What is Ascii?

Ascii is a character encoding standard adopted by the Institute of Electrical and Electronics Engineers (IEEE) in 1963. Ascii (pronounced ask-ee) is an abbreviation for American Standard Code for Information Interchange. The Internet Assigned Numbers Authority (IANA) refers to the standard as US-Ascii, to denote that it is based on characters and symbols used in the US, and was developed there.

This is a method of representing text characters in a binary representation recognized by computers, communications equipment, and other technological devices.

How Ascii Code Works

Computers are binary devices, with each character of data represented by a series of ‘bits’ that make up a character. It is the arrangement of these bits that formulate a character that computers understand, as illustrated in a standard ascii code table.

By utilizing a standard set of characters as ascii offers, a computer can easily exchange data with other computers or ascii-compatible devices.

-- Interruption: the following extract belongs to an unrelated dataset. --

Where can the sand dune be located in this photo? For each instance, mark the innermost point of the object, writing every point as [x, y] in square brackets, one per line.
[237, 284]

Ascii utilizes a structure of 7 bits to represent 128 characters and symbols as a numeric value. Referring to this ascii chart as an example, it becomes easily visible that the ascii value 65 represents an upper-case ‘A’, ascii 54 represents the number ‘6’, and so on.

ASCII

ASCII

Human-recognizable characters are included, such as 63 for the question mark, while other values represent machine functions, such as ascii 13 representing CR (carriage return – pressing the enter key). Other values are recognized by communications devices, computer programs, and operating systems.

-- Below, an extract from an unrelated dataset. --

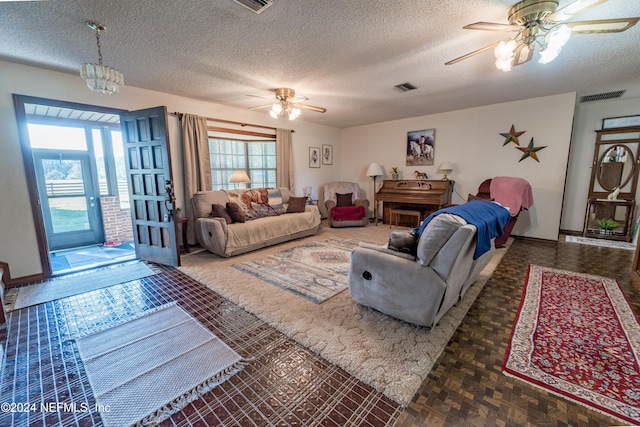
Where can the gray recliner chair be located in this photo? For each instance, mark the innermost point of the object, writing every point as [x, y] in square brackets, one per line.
[419, 289]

To accommodate additional special characters, graphic symbols, and non-English characters, bit 8 of a character is utilized in extended character sets, providing an additional 128 combinations.

Ascii Conversion

Not all computers utilize the ascii standard. Mainframe and midrange computers utilized in many business environments, for example, utilize a different standard known as EBCDIC (Extended Binary Coded Decimal Interchange Code). EBCDIC utilizes a similar, though different, arrangement of 8 bits per character to represent letters, numbers, special characters, and machine functions.

Most software systems that communicate between ascii and EBCDIC standards perform the translation from one standard to another seamlessly, without the need for manual steps and even without the knowledge of the computer user.

Translation of hex to decimal values can be a challenging exercise when done manually. Fortunately, there are hex to decimal calculators available for general use online. To perform the operation manually requires an understanding of hexadecimal values.

Hexidecimal (hex) values utilize a base-16 representation, moving right to left. As an example, a hex 23 would yield a decimal value of 35 (2*16 + 3).

Moving on from Ascii

While many of today’s personal and business computers support the ascii standard, the world wide web obviously cannot support every language and character within the limitations of ascii. Unicode has now evolved as the standard that handles an amazing 139,000+ characters, including the ever-popular emoji characters. Even Unicode is a growing standard, as symbols and characters are added continuously.